Nowhere is this more prevalent than in the music industry, so dominated by men for 60+ years that it is ingrained. Yes, women have been involved in the industry for that time too but there is an automatic assumption made all too often.
For a start, the term “female fronted bands” is problematic. You wouldn’t refer to a band full of men as a “male fronted band” now would you?
There is the reflex assumption that women don’t write their own songs which Damon Albarn perfectly illustrated a few weeks ago. Initially, you don’t necessarily see it but his immediate statement was that Taylor Swift doesn’t write her own songs. Would he have accused someone like Liam Gallagher of the same? It is fairly well known Noel wrote 90% plus of the Oasis songs and even last month Liam said producer Greg Kurstin and Dave Grohl wrote “Everything’s Electric”. Would that be something assumed immediately though?
Why is that though?

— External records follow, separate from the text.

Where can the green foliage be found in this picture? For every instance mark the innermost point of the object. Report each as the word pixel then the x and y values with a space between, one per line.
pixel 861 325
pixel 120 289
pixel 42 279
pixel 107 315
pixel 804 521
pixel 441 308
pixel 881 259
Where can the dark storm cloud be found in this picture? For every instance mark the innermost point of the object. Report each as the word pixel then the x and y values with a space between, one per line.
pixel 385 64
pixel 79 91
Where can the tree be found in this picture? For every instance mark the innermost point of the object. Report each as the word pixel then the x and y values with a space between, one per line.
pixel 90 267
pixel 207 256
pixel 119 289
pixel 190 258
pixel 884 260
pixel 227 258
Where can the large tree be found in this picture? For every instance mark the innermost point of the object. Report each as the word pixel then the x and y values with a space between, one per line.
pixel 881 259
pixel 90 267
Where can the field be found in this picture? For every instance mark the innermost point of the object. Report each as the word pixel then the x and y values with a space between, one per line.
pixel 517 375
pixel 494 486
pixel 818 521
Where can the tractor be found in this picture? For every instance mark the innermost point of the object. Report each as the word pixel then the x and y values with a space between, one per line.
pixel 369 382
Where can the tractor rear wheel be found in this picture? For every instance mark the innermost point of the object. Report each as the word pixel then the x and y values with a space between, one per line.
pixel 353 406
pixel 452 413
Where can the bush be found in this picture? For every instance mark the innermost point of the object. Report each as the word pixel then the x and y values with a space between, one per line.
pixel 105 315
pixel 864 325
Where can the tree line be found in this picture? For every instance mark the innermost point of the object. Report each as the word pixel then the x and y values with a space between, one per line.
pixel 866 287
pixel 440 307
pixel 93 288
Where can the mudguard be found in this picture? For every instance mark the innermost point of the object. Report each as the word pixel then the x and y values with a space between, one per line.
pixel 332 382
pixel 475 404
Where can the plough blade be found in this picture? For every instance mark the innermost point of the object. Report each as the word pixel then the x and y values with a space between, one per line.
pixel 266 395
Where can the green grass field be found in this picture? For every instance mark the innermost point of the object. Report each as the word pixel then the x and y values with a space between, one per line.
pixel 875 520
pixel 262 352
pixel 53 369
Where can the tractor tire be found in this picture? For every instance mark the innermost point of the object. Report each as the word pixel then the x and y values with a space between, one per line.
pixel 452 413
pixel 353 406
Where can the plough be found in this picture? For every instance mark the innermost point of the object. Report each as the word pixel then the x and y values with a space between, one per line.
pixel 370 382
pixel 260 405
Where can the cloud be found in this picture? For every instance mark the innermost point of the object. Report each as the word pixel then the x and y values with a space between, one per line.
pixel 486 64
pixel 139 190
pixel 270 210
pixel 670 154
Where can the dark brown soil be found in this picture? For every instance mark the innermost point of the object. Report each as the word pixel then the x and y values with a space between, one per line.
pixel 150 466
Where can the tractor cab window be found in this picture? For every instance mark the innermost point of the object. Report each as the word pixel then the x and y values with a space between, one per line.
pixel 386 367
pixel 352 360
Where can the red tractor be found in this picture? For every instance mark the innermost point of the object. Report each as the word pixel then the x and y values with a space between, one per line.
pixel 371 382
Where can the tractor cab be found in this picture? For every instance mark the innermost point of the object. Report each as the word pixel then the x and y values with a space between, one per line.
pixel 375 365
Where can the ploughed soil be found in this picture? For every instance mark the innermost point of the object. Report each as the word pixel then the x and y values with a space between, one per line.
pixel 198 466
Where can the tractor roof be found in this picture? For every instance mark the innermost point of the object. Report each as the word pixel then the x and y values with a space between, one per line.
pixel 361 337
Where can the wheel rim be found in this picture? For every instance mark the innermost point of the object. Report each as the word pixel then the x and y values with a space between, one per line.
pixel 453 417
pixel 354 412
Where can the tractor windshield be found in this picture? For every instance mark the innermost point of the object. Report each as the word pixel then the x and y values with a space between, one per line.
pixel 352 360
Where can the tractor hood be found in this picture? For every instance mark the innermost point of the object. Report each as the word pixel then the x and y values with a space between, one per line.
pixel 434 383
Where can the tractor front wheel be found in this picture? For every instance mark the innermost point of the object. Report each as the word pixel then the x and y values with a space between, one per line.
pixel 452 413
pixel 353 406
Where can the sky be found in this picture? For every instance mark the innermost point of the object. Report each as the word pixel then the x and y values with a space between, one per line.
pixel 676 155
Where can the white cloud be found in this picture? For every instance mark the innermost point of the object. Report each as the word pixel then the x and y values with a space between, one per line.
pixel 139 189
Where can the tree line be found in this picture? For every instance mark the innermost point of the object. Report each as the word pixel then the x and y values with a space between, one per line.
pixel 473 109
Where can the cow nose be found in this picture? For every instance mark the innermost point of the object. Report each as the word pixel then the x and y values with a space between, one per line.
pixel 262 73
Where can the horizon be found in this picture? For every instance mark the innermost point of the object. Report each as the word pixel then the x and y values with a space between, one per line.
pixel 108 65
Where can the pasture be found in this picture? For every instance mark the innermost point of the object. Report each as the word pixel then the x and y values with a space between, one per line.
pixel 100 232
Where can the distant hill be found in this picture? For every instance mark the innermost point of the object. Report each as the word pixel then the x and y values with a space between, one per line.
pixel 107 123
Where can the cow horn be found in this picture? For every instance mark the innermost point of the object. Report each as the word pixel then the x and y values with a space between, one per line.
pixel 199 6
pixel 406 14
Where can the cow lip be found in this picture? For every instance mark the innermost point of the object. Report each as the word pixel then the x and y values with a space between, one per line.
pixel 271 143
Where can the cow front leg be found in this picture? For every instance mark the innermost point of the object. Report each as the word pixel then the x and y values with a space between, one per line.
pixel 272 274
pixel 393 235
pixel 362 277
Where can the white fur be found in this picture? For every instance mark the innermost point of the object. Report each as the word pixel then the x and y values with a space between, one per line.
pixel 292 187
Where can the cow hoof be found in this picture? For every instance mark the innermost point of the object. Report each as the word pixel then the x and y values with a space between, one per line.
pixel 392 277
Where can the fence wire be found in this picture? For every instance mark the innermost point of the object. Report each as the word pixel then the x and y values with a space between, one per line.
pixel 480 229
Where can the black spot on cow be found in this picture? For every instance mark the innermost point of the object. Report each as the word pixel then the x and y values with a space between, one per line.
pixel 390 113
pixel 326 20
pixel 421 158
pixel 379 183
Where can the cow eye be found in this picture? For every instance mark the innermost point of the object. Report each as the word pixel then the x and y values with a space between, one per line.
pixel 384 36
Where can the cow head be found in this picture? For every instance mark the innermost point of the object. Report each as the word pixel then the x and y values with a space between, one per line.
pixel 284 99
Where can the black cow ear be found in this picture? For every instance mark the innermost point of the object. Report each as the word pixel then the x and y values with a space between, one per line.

Women have been writing songs since Eve was a wee lass, and some of the finest songwriters this world has known are women, such as Carole King, Joni Mitchell, Madonna, Bjork, PJ Harvey, Louise Wener, Jo Bevan to name but a teeny, tiny few. It seems inconceivable that there would be any doubt any female artist wrote their songs and yet here we are, in 2022 and there is. It seems to be hard wired, ingrained in male psyche that a woman can’t have written a lyric or the music. Somewhere there was help.
Regardless of whether someone else added music, added a line of lyric, if they are on the credit, they are the songwriter. This has got to stop. This isn’t the dark ages of misogyny where songs were ignored because they were written by women, we are supposed to be enlightened. We are supposed to recognise brilliant music when we see it regardless of who made it.
There is still a prevalence in the industry for the assumption that women don’t know what they’re doing when it comes to technology. Singers with pedals to apply an effect to their voice, guitarists with pedal boards etc. In 2020 women only made up 5% of the music tech industry. Eloise Bulmer wrote in Vice in that year “When I started my degree in professional music production in 2014, a male peer broke the ice by quipping: ‘Why aren’t there any women producers? They can’t use Reason or Logic’.” It was probably supposed to be a joke but why is that even necessary? Did he make a joke that men tend to keep the mics up in the control room because they can never find the button? Probably not but why not. Pride? Men aren’t great at self deprecation when it comes to their inabilities in the sack. Tiny man problems.
I jest, but what can improve this? Think before you speak, men. Really think about your prejudice, why you might think a woman couldn’t possibly have written that song, played the guitar, recorded and produced that record, was the sound technician for that gig. Because they are definitely better at it than you.